How I Make An Omelette
Grab your favorite basket and head on out to the hen house and gather about 6-7 fresh eggs. Don't forget to tell those hard working girls THANKS for producing such beautiful eggs for you. Then, go to your garden and snip fresh garlic chives, parsley, spinach (if it's in season), wild dandelion (if it's in season) and then pick a few nice tomatoes from the vine and peppers too.
In the kitchen, crack those eggs into a large silver bowl, add just a bit of heavy cream, salt + pepper and whisk away till blended. I have an old fashion hand whisker that I LOVE and use.

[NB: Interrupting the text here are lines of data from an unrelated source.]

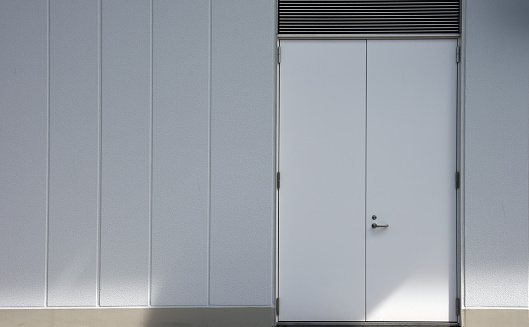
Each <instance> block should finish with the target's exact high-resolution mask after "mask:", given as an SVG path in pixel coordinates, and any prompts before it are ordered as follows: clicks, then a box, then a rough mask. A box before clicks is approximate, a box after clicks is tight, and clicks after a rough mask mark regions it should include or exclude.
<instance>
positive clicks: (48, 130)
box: [44, 0, 50, 307]
mask: <svg viewBox="0 0 529 327" xmlns="http://www.w3.org/2000/svg"><path fill="white" fill-rule="evenodd" d="M46 14H47V23H48V24H47V29H48V30H47V31H46V33H47V43H46V46H47V49H46V51H47V54H46V55H47V58H46V60H47V65H48V67H47V71H46V74H47V75H48V76H47V85H46V87H47V90H46V91H47V97H48V98H47V99H46V101H47V103H46V107H47V108H46V116H47V117H46V123H47V131H46V132H47V136H46V137H47V140H46V236H45V245H44V246H45V249H44V254H45V258H44V306H45V307H47V306H48V281H49V275H48V264H49V248H50V244H49V243H50V237H49V236H50V0H48V3H47V13H46Z"/></svg>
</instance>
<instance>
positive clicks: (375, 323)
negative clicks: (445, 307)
mask: <svg viewBox="0 0 529 327" xmlns="http://www.w3.org/2000/svg"><path fill="white" fill-rule="evenodd" d="M277 326H284V327H287V326H292V327H318V326H322V327H370V326H372V327H375V326H380V327H459V323H457V322H417V321H412V322H400V321H399V322H397V321H384V322H379V321H376V322H371V321H369V322H350V321H347V322H336V321H333V322H322V321H314V322H307V321H302V322H278V323H277Z"/></svg>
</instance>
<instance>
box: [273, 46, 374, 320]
mask: <svg viewBox="0 0 529 327" xmlns="http://www.w3.org/2000/svg"><path fill="white" fill-rule="evenodd" d="M365 46H366V42H365V41H325V42H322V41H296V40H292V41H281V72H280V73H281V75H280V83H281V86H280V92H281V95H280V110H281V113H280V124H279V126H280V133H279V139H280V141H279V161H280V164H279V165H280V169H281V172H283V173H282V175H281V185H280V192H279V294H280V295H279V297H280V303H281V304H280V310H279V319H280V320H281V321H340V320H341V321H355V320H364V319H365V317H364V315H365V307H364V290H365V284H364V283H365V276H364V273H365V270H364V264H365V261H364V258H365V256H364V245H365V242H364V235H365V226H364V225H365V223H364V216H365V213H364V210H365V187H364V180H365V92H366V88H365V76H366V75H365V74H366V66H365V55H366V48H365Z"/></svg>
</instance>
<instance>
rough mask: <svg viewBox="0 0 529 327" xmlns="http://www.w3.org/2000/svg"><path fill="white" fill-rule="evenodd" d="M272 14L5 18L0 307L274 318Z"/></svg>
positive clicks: (43, 14) (32, 12) (151, 8)
mask: <svg viewBox="0 0 529 327" xmlns="http://www.w3.org/2000/svg"><path fill="white" fill-rule="evenodd" d="M275 12H276V5H275V1H274V0H266V1H263V0H252V1H247V0H196V1H184V0H174V1H173V0H152V1H151V0H133V1H130V0H86V1H85V0H83V1H81V0H78V1H69V0H49V1H46V0H27V1H14V0H10V1H0V44H2V46H1V47H0V59H1V61H2V64H1V65H0V105H1V108H0V150H1V153H2V155H1V156H0V307H33V306H37V307H45V306H50V307H56V306H61V307H72V306H77V307H97V306H111V307H123V306H140V307H144V306H149V305H152V306H199V307H205V306H209V305H219V306H267V307H271V306H272V303H273V301H272V297H273V296H272V295H273V290H274V289H275V285H274V284H273V280H274V278H273V276H274V270H273V267H274V210H275V205H274V198H275V192H274V171H275V169H274V162H275V153H274V151H275V148H274V144H275V136H274V133H275V90H276V82H275V70H276V57H275V52H276V40H275V32H276V26H275ZM48 112H49V114H48ZM48 163H49V164H48Z"/></svg>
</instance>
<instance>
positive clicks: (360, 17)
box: [278, 0, 460, 34]
mask: <svg viewBox="0 0 529 327" xmlns="http://www.w3.org/2000/svg"><path fill="white" fill-rule="evenodd" d="M278 7H279V31H278V32H279V34H424V33H443V34H445V33H459V11H460V9H459V8H460V6H459V0H455V1H454V0H448V1H413V0H412V1H403V0H371V1H369V0H368V1H351V0H328V1H325V0H306V1H299V0H279V6H278Z"/></svg>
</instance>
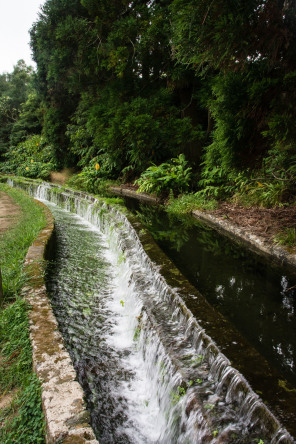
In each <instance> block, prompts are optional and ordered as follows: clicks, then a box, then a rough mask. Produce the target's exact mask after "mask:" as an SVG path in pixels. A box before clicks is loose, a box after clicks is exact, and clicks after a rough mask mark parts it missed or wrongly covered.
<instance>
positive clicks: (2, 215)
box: [0, 191, 21, 410]
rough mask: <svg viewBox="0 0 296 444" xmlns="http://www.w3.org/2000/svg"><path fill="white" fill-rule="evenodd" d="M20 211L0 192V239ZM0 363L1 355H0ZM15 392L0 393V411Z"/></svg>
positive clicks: (10, 399)
mask: <svg viewBox="0 0 296 444" xmlns="http://www.w3.org/2000/svg"><path fill="white" fill-rule="evenodd" d="M20 212H21V209H20V207H19V205H18V204H16V203H15V201H14V200H13V199H12V198H11V197H10V196H9V195H8V194H7V193H4V192H3V191H0V237H1V236H2V235H3V233H4V232H5V231H6V230H9V229H10V228H11V227H12V226H13V225H14V224H15V223H16V222H17V220H18V217H19V215H20ZM1 296H2V279H1V251H0V297H1ZM0 363H1V354H0ZM14 395H15V392H8V393H2V394H1V393H0V410H2V409H4V408H6V407H8V406H9V404H10V403H11V401H12V399H13V396H14Z"/></svg>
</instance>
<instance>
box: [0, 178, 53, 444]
mask: <svg viewBox="0 0 296 444" xmlns="http://www.w3.org/2000/svg"><path fill="white" fill-rule="evenodd" d="M0 190H1V191H5V192H7V193H8V194H9V195H10V196H11V197H13V198H14V199H15V201H16V202H17V203H18V204H19V205H20V208H21V214H20V216H19V217H18V223H17V224H16V225H14V226H13V228H12V229H11V230H9V231H7V232H5V233H4V235H3V236H2V237H1V239H0V251H1V268H2V277H3V284H4V285H3V286H4V297H5V299H4V307H2V309H1V308H0V398H2V399H3V397H5V396H6V395H7V394H8V393H13V394H14V396H13V400H12V402H11V403H8V405H7V406H6V408H3V409H1V410H0V442H1V444H12V443H19V444H35V443H44V442H45V440H44V420H43V414H42V407H41V397H40V383H39V381H38V379H37V377H36V376H35V374H34V373H33V371H32V349H31V343H30V339H29V320H28V310H29V304H28V303H27V302H26V301H25V300H23V299H22V298H21V297H20V296H19V292H20V289H21V287H22V285H23V284H24V282H25V280H26V276H25V275H24V273H23V271H22V267H23V262H24V258H25V255H26V253H27V250H28V248H29V246H30V245H31V244H32V242H33V241H34V239H35V238H36V236H37V234H38V232H39V231H40V230H41V229H42V228H43V227H44V226H45V223H46V218H45V215H44V212H43V210H42V208H41V207H39V206H37V205H36V204H35V203H34V202H33V200H32V199H30V198H29V197H28V196H26V195H25V194H24V193H23V192H22V191H19V190H15V189H11V188H10V187H7V186H6V185H3V184H0ZM4 399H5V398H4Z"/></svg>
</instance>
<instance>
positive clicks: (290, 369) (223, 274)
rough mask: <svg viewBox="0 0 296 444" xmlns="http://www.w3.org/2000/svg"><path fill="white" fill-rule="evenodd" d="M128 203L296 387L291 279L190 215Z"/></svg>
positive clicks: (226, 315)
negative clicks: (166, 211) (193, 217)
mask: <svg viewBox="0 0 296 444" xmlns="http://www.w3.org/2000/svg"><path fill="white" fill-rule="evenodd" d="M127 206H128V207H129V208H130V209H131V210H132V211H134V212H136V214H137V216H138V217H139V218H140V220H141V221H142V223H143V224H144V225H145V226H146V227H147V228H148V229H149V231H150V232H151V233H152V235H153V237H154V239H155V240H156V241H157V243H158V244H159V245H160V246H161V248H162V249H163V250H164V251H165V253H166V254H167V255H168V256H169V257H170V258H171V259H172V260H173V262H174V263H175V264H176V265H177V267H178V268H179V269H180V270H181V271H182V272H183V274H184V275H185V276H186V277H187V278H188V279H189V281H191V283H192V284H193V285H194V286H195V287H196V288H197V289H198V290H199V291H200V292H201V293H203V294H204V295H205V296H206V298H207V299H208V301H209V302H210V303H211V304H212V305H214V306H215V307H216V308H217V309H218V310H219V311H221V312H222V313H223V315H224V316H225V317H227V318H228V320H230V321H231V322H232V323H233V324H234V325H235V326H236V327H237V328H238V329H239V330H240V331H241V332H242V333H243V334H244V336H245V337H247V338H248V340H250V341H251V342H252V344H253V345H254V346H255V347H256V348H257V349H258V350H259V351H260V353H262V354H263V355H264V356H265V357H266V358H267V359H268V360H269V361H270V362H271V363H272V364H273V365H274V366H276V367H277V368H278V369H280V370H281V372H282V374H283V379H287V380H288V381H289V382H290V383H292V384H293V385H294V386H296V373H295V370H296V369H295V360H296V316H295V305H296V291H295V278H293V277H292V276H289V274H287V273H286V271H285V270H283V269H279V268H275V267H274V266H271V265H270V264H267V263H266V262H264V260H263V259H262V258H260V257H259V256H257V255H255V254H253V253H251V252H249V251H247V250H246V249H245V248H243V247H241V246H238V245H236V244H234V243H233V242H231V241H230V240H228V239H227V238H225V237H223V236H221V235H219V234H218V233H217V232H216V231H214V230H213V229H211V228H209V227H208V226H205V225H204V224H203V223H201V222H198V221H195V220H194V219H193V218H191V217H184V218H180V217H176V216H175V215H170V214H166V213H165V212H164V211H160V210H159V209H158V208H156V207H151V206H148V205H144V204H140V205H139V204H137V203H134V202H131V201H129V202H127ZM190 308H191V310H193V311H194V306H190ZM197 315H198V314H197Z"/></svg>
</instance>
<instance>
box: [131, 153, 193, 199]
mask: <svg viewBox="0 0 296 444" xmlns="http://www.w3.org/2000/svg"><path fill="white" fill-rule="evenodd" d="M190 179H191V168H190V167H187V161H186V160H185V156H184V154H180V155H179V157H176V158H174V159H171V161H170V162H165V163H162V164H160V165H159V166H156V165H152V166H151V167H149V168H147V170H146V171H144V172H143V173H142V174H141V177H140V178H139V179H138V180H136V182H135V183H136V184H137V185H140V186H139V190H138V191H139V192H144V193H145V192H148V193H156V194H158V195H159V194H162V193H168V192H173V193H177V192H182V191H186V190H187V189H188V188H189V183H190Z"/></svg>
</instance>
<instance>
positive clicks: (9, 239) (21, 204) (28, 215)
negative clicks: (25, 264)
mask: <svg viewBox="0 0 296 444" xmlns="http://www.w3.org/2000/svg"><path fill="white" fill-rule="evenodd" d="M0 190H1V191H5V192H6V193H8V194H9V195H10V196H11V197H13V199H14V200H15V201H16V203H17V204H18V205H19V206H20V209H21V215H20V216H19V217H18V222H17V224H16V225H14V226H13V228H12V229H11V230H8V231H6V232H5V233H4V234H3V236H1V239H0V248H1V270H2V284H3V293H4V300H6V301H8V300H12V299H15V297H16V296H17V294H18V292H19V290H20V289H21V287H22V286H23V284H24V282H25V280H26V276H25V275H24V273H23V271H22V266H23V262H24V259H25V256H26V253H27V250H28V248H29V246H30V245H31V244H32V242H33V240H34V239H35V238H36V236H37V234H38V233H39V231H40V230H41V229H42V228H43V227H44V226H45V223H46V219H45V215H44V212H43V210H42V208H41V207H39V206H38V205H36V204H34V203H33V201H32V199H30V198H29V197H28V196H26V195H25V193H23V192H21V191H19V190H16V189H12V188H10V187H8V186H7V185H3V184H0Z"/></svg>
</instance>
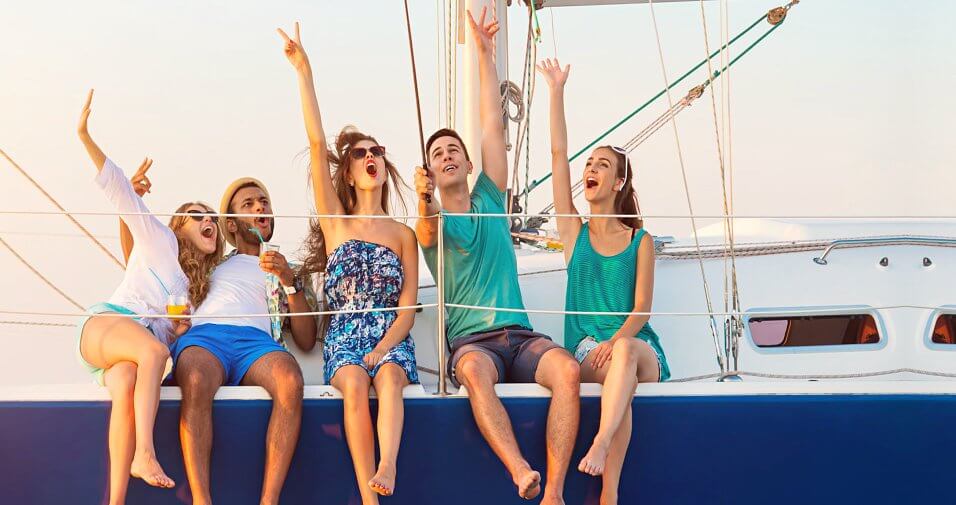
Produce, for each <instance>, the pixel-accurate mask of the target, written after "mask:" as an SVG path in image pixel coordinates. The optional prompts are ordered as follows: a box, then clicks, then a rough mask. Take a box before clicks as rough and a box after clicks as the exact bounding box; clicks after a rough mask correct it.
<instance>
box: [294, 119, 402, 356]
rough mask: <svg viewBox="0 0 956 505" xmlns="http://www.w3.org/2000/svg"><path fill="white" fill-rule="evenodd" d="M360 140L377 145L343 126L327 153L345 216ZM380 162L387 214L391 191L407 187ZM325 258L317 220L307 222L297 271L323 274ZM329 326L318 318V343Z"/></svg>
mask: <svg viewBox="0 0 956 505" xmlns="http://www.w3.org/2000/svg"><path fill="white" fill-rule="evenodd" d="M363 140H368V141H370V142H373V143H374V144H375V145H380V144H379V143H378V141H377V140H375V137H372V136H371V135H367V134H365V133H362V132H361V131H359V130H358V129H357V128H355V127H354V126H346V127H345V128H342V131H341V132H339V134H338V136H337V137H336V138H335V145H334V146H332V148H330V149H329V151H328V156H329V168H330V169H331V171H332V189H333V190H335V195H336V196H337V197H338V199H339V203H341V204H342V208H343V209H345V214H347V215H351V214H352V211H353V210H354V209H355V204H356V203H357V202H358V197H357V195H356V192H355V187H353V186H350V185H349V184H348V173H349V163H350V158H349V154H350V153H351V151H352V147H353V146H355V144H357V143H359V142H361V141H363ZM383 159H384V161H385V170H386V172H387V174H388V177H387V178H386V180H385V185H383V186H382V211H383V212H385V213H386V214H388V213H390V211H391V205H390V202H391V200H390V198H389V196H390V195H391V192H392V191H393V190H394V191H395V192H396V193H398V194H400V193H401V188H402V186H405V187H407V185H406V184H405V181H403V180H402V177H401V176H400V175H398V169H396V168H395V165H394V164H393V163H392V162H391V161H390V160H389V159H388V155H386V156H385V158H383ZM313 169H314V167H311V166H310V167H309V173H308V174H307V175H308V176H309V184H311V183H312V182H311V181H312V177H311V175H312V170H313ZM398 201H399V203H400V204H401V206H402V209H403V212H407V210H408V208H407V206H406V205H405V202H404V201H403V200H402V199H401V198H400V197H399V198H398ZM328 259H329V258H328V255H327V253H326V251H325V232H324V231H323V230H322V227H321V226H319V220H318V219H312V220H311V221H310V222H309V236H308V237H306V240H305V258H304V259H303V261H302V267H301V268H300V269H299V272H300V274H301V275H303V276H307V275H310V274H313V273H325V270H326V266H327V264H328ZM321 289H322V286H318V287H317V288H316V290H317V291H318V290H321ZM328 324H329V317H328V316H321V317H319V328H318V334H319V335H320V340H324V336H325V331H326V329H327V328H328Z"/></svg>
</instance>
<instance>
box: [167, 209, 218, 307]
mask: <svg viewBox="0 0 956 505" xmlns="http://www.w3.org/2000/svg"><path fill="white" fill-rule="evenodd" d="M193 205H198V206H200V207H202V208H203V209H205V212H208V213H210V214H215V213H216V211H214V210H213V209H212V207H210V206H208V205H206V204H204V203H202V202H187V203H184V204H182V205H180V206H179V207H178V208H177V209H176V214H182V213H184V212H186V209H188V208H189V207H191V206H193ZM187 219H191V218H190V217H189V216H173V217H171V218H170V219H169V229H170V230H173V233H176V232H178V231H179V230H180V229H182V227H183V225H185V224H186V220H187ZM176 241H177V242H178V243H179V266H180V267H182V269H183V273H184V274H186V278H187V279H189V302H190V303H191V304H192V306H193V307H194V308H195V307H199V304H201V303H202V302H203V300H205V299H206V295H208V294H209V278H210V277H211V276H212V269H213V268H215V267H216V265H218V264H219V263H220V262H221V261H222V250H223V245H222V242H223V239H222V229H220V228H219V227H218V226H216V250H215V252H212V253H210V254H205V253H203V252H202V251H200V250H199V248H198V247H196V245H195V244H193V243H192V241H191V240H189V239H186V238H183V237H181V236H179V233H176Z"/></svg>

Put your clean omelet pan on the stove - turn on LOW and put a few slabs of butter (whatever seems good to you) in BOTH sides of the pan.
As it's melting, snip with a kitchen scissor or chop up all the vegetables you have gathered. I would add mushrooms to this as well. Place this into the side of the pan with the long handle. Let it saute' a bit. When it seems just right - add your egg mixture into the pan - the same side with the long handle. I TEND TO put LESS EGG MIXTURE in the NON LONG HANDLE SIDE.**
While this is cooking slowly and the eggs are looking firmer around the edges of the pan - put the cheese YOU ALREADY SLICED (should have mentioned that above) - on to the egg mixture. Use whatever cheese you love. We love blue cheese, a strong cheddar and anything else in the cheese draw that needs to be used up.
Be watchful and and it a short time - you will sense you need to take the lid part and flip it down. ** You will know this - because the eggs in the NON LONG HANDLE SIDE with the smaller amount of eggs will have cooked a tad faster.
Keep the lid on - but take peeks as to how it is looking. You will know it's pretty much ready when you DO NOT HAVE EGGS LEAKING FROM THE SIDE.
When ready.....slide out onto a plate - it's truly enough for 3 people.